"Dear Marya," I said, at last, "I look upon you as my wife. These strange events have irrevocably united us. Nothing in the whole world can part us any more."
Marya heard me in dignified silence, without misplaced affectation. She felt as I did, that her destiny was irrevocably linked with mine; still, she repeated that she would only be my wife with my parents' consent. I had nothing to answer. We fell in each other's arms, and my project became our mutual decision.
An hour afterwards the "ouriadnik" brought me my safe-conduct pass, with the scrawl which did duty as Pugatchéf's signature, and told me the Tzar awaited me in his house.
I found him ready to start.
How express what I felt in the presence of this man, awful and cruel for all, myself only excepted? And why not tell the whole truth? At this moment I felt a strong sympathy with him. I wished earnestly to draw him from the band of robbers of which he was the chief, and save his head ere it should be too late.

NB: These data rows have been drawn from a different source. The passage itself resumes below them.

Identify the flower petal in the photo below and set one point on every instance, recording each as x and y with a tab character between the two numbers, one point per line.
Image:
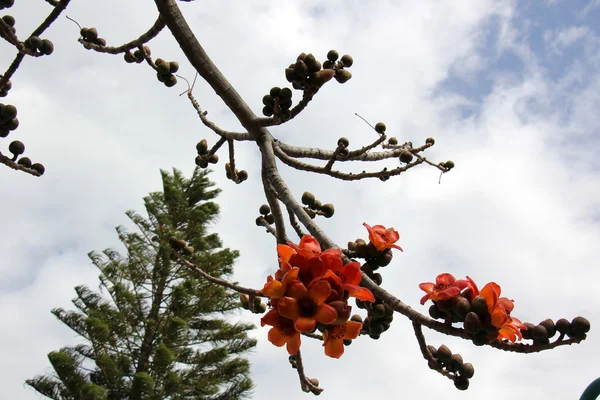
293	345
276	337
288	308
271	318
297	290
303	324
351	273
285	252
310	243
334	347
360	293
352	329
325	314
273	289
320	291
427	287
445	279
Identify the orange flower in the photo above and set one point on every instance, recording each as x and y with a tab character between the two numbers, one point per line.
306	307
307	256
382	237
445	287
500	308
334	337
349	276
282	331
276	289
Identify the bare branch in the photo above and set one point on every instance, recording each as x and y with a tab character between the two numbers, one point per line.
140	41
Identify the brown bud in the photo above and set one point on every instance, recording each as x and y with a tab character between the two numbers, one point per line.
356	318
443	354
343	142
328	210
539	333
550	327
321	77
380	127
479	306
312	64
342	75
308	199
385	258
563	326
406	156
461	307
242	175
472	323
579	327
461	383
347	60
343	311
300	68
332	56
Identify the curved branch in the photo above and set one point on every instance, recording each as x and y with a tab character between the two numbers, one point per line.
140	41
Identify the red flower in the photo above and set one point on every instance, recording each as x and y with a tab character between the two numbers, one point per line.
382	237
282	331
334	337
349	276
276	289
306	307
500	309
445	287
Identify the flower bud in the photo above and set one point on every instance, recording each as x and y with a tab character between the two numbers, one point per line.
479	306
539	333
461	383
472	323
550	327
563	326
466	370
443	354
579	327
461	307
343	310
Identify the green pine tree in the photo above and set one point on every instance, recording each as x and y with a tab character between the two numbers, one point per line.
156	330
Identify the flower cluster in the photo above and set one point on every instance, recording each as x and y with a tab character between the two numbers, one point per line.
309	291
484	313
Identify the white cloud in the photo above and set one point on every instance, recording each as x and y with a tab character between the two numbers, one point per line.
520	208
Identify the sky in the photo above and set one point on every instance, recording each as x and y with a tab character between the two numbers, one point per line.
510	91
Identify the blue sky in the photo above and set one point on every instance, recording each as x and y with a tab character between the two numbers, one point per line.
510	91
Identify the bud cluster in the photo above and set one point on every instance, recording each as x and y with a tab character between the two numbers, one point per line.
90	35
544	331
165	71
6	4
137	56
8	119
308	73
379	319
4	91
203	158
487	317
235	175
278	102
40	46
460	371
258	307
265	212
10	21
314	207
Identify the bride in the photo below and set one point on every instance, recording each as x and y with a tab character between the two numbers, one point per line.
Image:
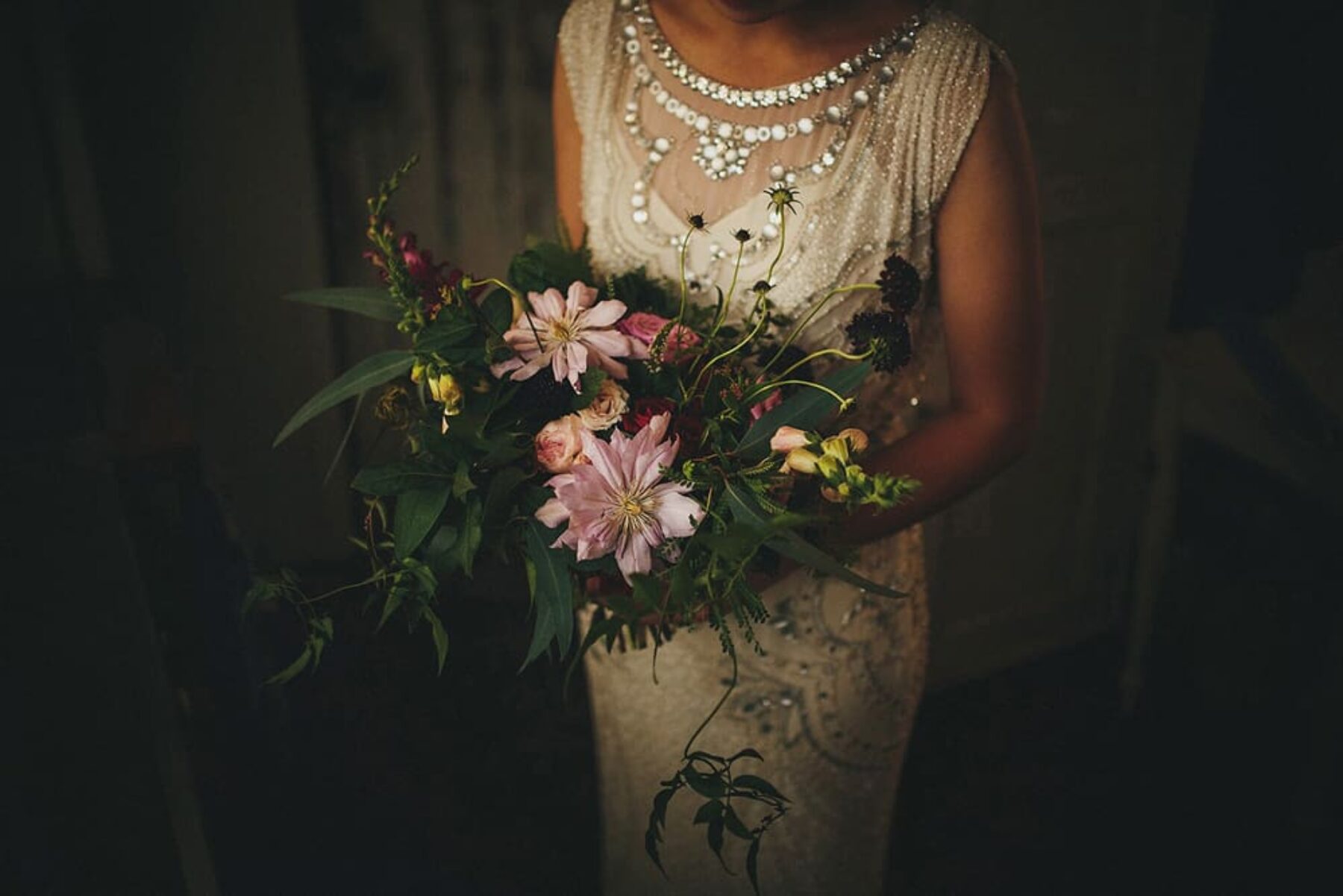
900	129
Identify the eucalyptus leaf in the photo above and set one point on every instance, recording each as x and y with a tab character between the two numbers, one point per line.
392	478
705	785
497	310
757	783
439	637
367	374
357	300
453	327
469	535
754	864
292	669
463	481
807	409
735	825
416	512
552	592
711	809
389	606
500	495
790	545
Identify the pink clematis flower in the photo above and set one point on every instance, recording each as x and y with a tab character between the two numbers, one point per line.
645	327
618	501
569	335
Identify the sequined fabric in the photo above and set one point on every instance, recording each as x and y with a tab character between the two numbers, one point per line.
832	701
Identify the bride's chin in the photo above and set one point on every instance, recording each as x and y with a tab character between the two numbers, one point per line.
754	11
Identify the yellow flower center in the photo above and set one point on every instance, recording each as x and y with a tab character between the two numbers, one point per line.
634	511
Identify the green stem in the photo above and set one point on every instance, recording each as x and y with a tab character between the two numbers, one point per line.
495	281
826	352
783	236
345	587
806	322
732	288
716	707
768	387
728	352
685	288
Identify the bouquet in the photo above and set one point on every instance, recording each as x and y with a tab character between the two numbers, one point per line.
637	451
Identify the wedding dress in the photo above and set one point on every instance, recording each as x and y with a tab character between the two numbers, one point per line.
871	147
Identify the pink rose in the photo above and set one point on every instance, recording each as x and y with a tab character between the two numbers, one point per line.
771	401
559	445
645	327
787	438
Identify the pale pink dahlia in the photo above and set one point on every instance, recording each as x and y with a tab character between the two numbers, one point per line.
618	503
569	335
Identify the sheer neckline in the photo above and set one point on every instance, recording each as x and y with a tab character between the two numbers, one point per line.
900	38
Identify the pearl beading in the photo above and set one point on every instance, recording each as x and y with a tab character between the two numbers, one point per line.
723	147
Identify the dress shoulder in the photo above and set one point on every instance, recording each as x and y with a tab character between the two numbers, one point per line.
945	87
584	45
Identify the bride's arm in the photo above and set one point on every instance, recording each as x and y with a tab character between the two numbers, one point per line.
989	276
569	166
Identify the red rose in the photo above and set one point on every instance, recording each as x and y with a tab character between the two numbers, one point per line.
645	409
689	427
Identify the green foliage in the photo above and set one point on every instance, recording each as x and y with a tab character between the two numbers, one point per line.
320	633
712	777
416	512
389	480
545	265
497	310
367	374
552	592
747	511
357	300
591	384
806	410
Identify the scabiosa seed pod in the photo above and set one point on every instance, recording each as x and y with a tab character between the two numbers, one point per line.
900	283
544	394
886	333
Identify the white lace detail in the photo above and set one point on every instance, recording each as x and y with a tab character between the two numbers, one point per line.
832	701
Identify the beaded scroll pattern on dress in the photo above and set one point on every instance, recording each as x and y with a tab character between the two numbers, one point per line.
723	147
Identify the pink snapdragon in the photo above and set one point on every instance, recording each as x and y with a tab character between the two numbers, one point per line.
618	503
645	327
567	335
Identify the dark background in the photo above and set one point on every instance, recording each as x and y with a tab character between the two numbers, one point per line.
1138	649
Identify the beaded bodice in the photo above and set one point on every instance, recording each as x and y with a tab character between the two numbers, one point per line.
869	144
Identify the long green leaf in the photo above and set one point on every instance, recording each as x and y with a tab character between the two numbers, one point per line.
394	478
367	374
439	637
552	592
357	300
807	409
416	512
790	545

The presence of Chvabrine and of the crowd around us prevented me from expressing to him all the feelings which filled my heart.
We parted friends.
Pugatchéf saw in the crowd Akoulina Pamphilovna, and amicably threatened her with his finger, with a meaning wink. Then he seated himself in his "kibitka" and gave the word to return to Berd. When the horses started, he leaned out of his carriage and shouted to me—
"Farewell, your lordship; it may be we shall yet meet again!"
We did, indeed, see one another once again; but under what circumstances!